Blue Eye Samurai

Netflix hits it out of the park again with an animated series that replicates the flowing beauty of Japanese anime but is a Western production through and through. It has a bit of a slow start with a somewhat clichéd premise but I was hooked once once I saw the amazing fight choreography. Even better is that it is unabashedly an animated show for adults. It was deaths and amputations galore, full frontal nude shots, sex scenes, the works. I loved the story as well but of course it runs off of Western moral values and not Asian sensibilities. About the only complaint I have is that it ramps the stakes up so high that it’s a little ridiculous how only Mizu, the protagonist, is the only one who can get anything done.

The series starts in media res with Mizu being already a proficient swordswoman armed with her own sword. She interrogates a flesh-trader in a noodle shop when she sees that he is armed with a pistol as her objective is to hunt down and kill the four Westerners who once roamed across Japan. In the shop, the handless cook Ringo witnesses her skill and decides to apprentice himself to her despite her objections. Meanwhile the Princess Akemi is the only daughter of the Daimyo of Kyoto. Her father wants to marry her off to a nobleman of his choice but she wants to marry a young and rising samurai Taigen instead. When Mizu arrives in Kyoto to question the master of a dojo there, she is confronted by Taigen who she recognizes as her childhood bully. Flashback scenes reveal Mizu’s past about how she was warned by her mother to hide her blue eyes which give away her mixed parentage and pretend to be a boy. After her mother is apparently killed in a fire, she swore vengeance against the Westerners but was homeless until she was taken in by a blind swordsmith.

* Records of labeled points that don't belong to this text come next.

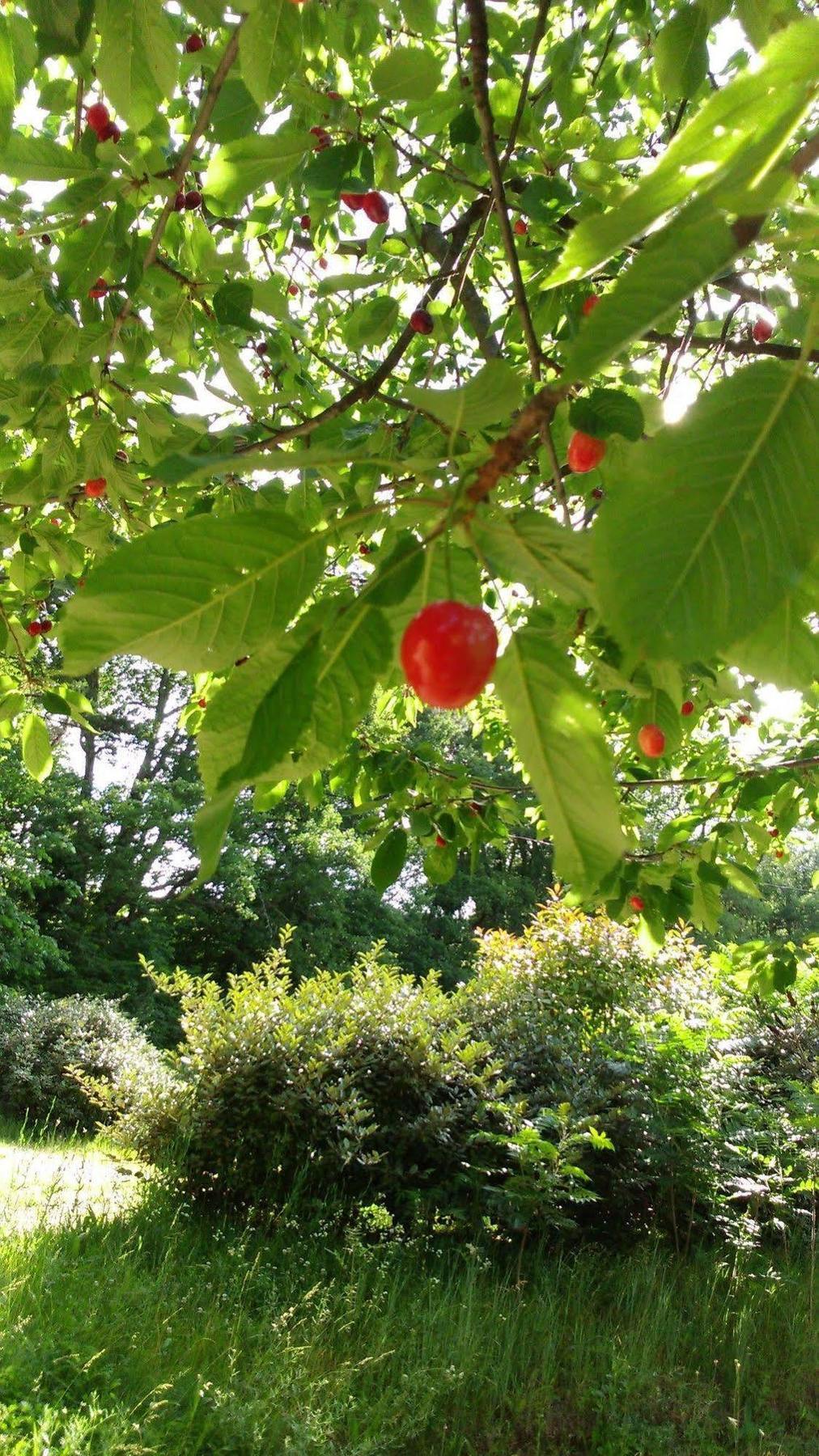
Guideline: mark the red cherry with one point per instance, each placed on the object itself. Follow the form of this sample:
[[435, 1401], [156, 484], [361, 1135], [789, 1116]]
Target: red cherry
[[584, 451], [448, 653], [651, 742], [376, 207], [422, 322], [98, 116]]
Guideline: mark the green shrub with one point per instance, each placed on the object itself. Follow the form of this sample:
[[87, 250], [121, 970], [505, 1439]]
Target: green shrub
[[43, 1040]]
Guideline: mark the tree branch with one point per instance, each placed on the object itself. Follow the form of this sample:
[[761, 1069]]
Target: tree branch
[[486, 121], [178, 174]]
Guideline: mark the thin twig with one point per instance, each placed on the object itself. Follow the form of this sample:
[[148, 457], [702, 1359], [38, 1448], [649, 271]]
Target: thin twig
[[178, 174], [480, 36]]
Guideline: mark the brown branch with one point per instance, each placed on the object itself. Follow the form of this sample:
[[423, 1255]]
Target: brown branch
[[371, 386], [480, 36], [178, 174], [736, 347], [526, 82]]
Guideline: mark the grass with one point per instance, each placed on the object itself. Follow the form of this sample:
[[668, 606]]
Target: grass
[[151, 1331]]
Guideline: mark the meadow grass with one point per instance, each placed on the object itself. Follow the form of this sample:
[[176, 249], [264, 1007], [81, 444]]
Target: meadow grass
[[151, 1330]]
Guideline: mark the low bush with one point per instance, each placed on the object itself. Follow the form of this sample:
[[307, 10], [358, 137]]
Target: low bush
[[43, 1040]]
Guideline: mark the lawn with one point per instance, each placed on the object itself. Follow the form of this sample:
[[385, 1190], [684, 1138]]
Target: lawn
[[130, 1325]]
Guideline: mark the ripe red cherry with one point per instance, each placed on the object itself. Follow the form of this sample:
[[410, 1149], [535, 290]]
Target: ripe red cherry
[[376, 207], [98, 116], [651, 742], [584, 451], [422, 322], [448, 653]]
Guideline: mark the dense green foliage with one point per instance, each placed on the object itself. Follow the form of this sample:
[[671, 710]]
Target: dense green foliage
[[571, 1084], [160, 1335], [43, 1041], [229, 451]]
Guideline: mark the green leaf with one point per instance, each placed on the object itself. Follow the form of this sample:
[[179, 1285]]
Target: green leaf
[[235, 112], [249, 163], [62, 25], [40, 159], [715, 518], [36, 747], [490, 396], [681, 51], [409, 73], [234, 303], [196, 595], [7, 87], [372, 322], [562, 743], [280, 718], [440, 864], [783, 650], [606, 411], [529, 548], [389, 859], [138, 61], [270, 49], [742, 127], [669, 267]]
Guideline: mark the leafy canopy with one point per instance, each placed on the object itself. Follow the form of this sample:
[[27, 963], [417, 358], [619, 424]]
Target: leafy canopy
[[593, 211]]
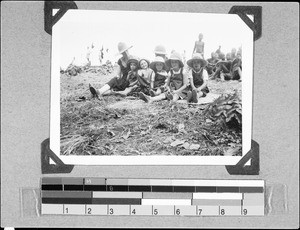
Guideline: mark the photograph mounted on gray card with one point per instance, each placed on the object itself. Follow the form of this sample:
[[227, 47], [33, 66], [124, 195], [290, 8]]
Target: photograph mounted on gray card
[[159, 88]]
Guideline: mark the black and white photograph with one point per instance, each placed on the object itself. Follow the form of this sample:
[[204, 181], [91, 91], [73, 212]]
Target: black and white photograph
[[151, 88]]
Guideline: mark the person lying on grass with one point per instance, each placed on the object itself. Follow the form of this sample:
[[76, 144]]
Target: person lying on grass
[[176, 83], [118, 83], [198, 78], [132, 80], [159, 67]]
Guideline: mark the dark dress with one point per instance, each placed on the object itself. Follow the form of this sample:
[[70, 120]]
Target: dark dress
[[198, 81], [176, 82], [120, 84], [159, 80], [233, 73]]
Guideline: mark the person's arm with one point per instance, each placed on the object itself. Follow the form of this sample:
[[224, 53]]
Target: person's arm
[[118, 71], [185, 83], [195, 47], [205, 79], [152, 78], [191, 79]]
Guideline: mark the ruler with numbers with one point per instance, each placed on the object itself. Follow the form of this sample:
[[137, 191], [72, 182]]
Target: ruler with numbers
[[161, 197]]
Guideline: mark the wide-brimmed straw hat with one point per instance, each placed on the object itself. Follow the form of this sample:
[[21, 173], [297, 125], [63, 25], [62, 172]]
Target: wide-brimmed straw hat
[[160, 49], [196, 56], [122, 47], [133, 59], [175, 56], [157, 60], [144, 60]]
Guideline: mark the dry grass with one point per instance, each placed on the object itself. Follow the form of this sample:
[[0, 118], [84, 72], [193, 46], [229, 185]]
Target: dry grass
[[122, 126]]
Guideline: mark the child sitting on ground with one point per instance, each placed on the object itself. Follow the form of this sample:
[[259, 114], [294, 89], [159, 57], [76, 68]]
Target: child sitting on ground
[[131, 79], [198, 78], [211, 63], [145, 77], [176, 83], [222, 67], [159, 67]]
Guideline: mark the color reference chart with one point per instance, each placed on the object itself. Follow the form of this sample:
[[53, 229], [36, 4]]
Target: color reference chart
[[161, 197]]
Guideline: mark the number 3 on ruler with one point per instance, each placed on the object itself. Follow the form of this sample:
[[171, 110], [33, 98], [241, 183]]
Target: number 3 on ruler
[[89, 211]]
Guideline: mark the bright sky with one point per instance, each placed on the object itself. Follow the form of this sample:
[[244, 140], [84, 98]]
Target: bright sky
[[78, 29]]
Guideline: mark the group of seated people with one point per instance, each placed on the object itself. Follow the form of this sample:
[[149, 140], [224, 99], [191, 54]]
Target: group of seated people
[[165, 78], [227, 67]]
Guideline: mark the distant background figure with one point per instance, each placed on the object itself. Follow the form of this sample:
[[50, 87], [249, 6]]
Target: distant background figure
[[101, 55], [233, 53], [199, 45], [211, 65], [184, 57], [88, 54], [218, 51]]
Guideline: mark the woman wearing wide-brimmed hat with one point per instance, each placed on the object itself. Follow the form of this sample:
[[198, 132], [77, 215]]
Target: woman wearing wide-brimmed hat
[[177, 81], [198, 78], [119, 82], [159, 67]]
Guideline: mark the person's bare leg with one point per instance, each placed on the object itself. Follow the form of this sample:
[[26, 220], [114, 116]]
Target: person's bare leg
[[108, 92], [240, 73], [158, 92], [149, 99], [124, 92]]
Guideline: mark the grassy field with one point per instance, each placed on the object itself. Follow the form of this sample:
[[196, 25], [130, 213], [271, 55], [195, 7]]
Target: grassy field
[[129, 126]]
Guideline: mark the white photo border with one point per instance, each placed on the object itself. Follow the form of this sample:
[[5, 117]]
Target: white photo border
[[247, 95]]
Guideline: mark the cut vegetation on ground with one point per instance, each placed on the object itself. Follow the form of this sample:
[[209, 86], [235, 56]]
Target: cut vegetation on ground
[[129, 126]]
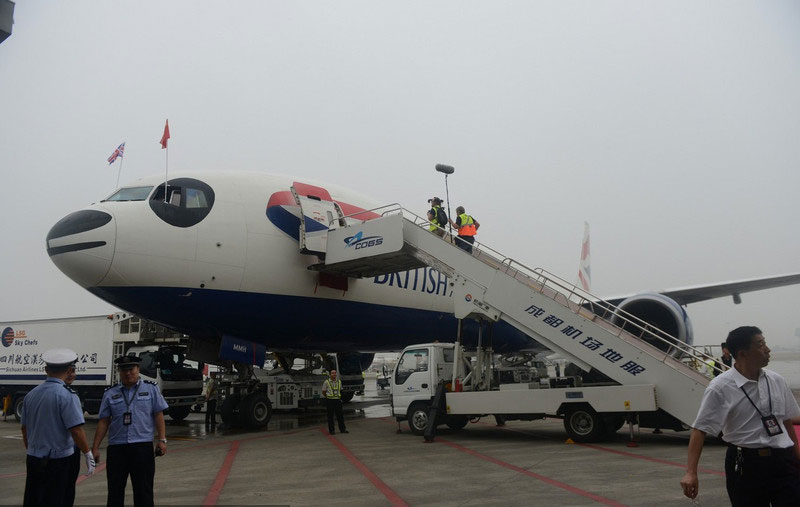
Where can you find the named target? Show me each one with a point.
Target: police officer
(130, 412)
(332, 391)
(52, 425)
(467, 228)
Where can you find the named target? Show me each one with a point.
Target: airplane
(223, 254)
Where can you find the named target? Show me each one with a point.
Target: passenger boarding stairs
(555, 313)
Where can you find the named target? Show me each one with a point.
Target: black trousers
(211, 411)
(335, 406)
(465, 243)
(46, 482)
(136, 460)
(74, 470)
(765, 480)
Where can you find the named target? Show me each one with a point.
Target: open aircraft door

I was less than enthused by this at first because it jumps straight in with almost no setup and a protagonist who is motivated by vengeance is hardly original. The first glimpse I had that this was something special is when Mizu fights Taigen, the first fight in which she has to actually exert herself, and the choreography is simply beautiful to behold. Every fight in the show looks amazing and the art is just consistently good. Mizu is portrayed as being extremely skilled but still far from invincible as she is often injured in nearly every fight. She switches to different styles and uses new tricks over the course of the show so there’s always something new but falls well short of the ridiculous power inflation found in anime. This is also a rare instance of the protagonist being a true anti-hero. As she says, she is no honorable samurai but a bloodthirsty demon out for vengeance and woe to anyone who gets in her way. The show even sees fit to punish her when she has small moments of emotional weakness to harden her heart. The humor is kept to a minimum and the seriousness of the story is underlined by the gory violence and explicit sex. There’s a casualness to murder and death that is shocking to those used to how animated shows are supposed to work.

The supporting characters are well-written too with the Princess Akemi being another woman who achieves personal agency in a different way and Taigen being a brash samurai who is more honorable in his own way than Mizu. As I noted, all this is tuned towards Western values which might be why it’s much more satisfying to us than actual Japanese anime. I do have some quibbles such as Mizu’s skill being implausible. She’s supposed to have picked up a variety of swordsmanship techniques from watching samurai test the swords forged by the swordsmith but that doesn’t explain her ninja-like abilities. Then again, as of the first season, it’s evident that they still haven’t shown her full backstory. I was also disappointed in the very last episode. They build up the military power of the primary antagonist so much that it seems impossible for Mizu to make a dent against his forces. So when the final confrontation dawns, she has a chance only because he suddenly acts so stupidly.

Anyway we definitely will be looking out for the next season as the action on this show is better than even most films. I’m also looking forward to seeing Mizu clash with a foreign culture as well as what happens next with Princess Akemi. As Mizu really cares more about results than honorable duels, perhaps we might even see her learning to use a gun?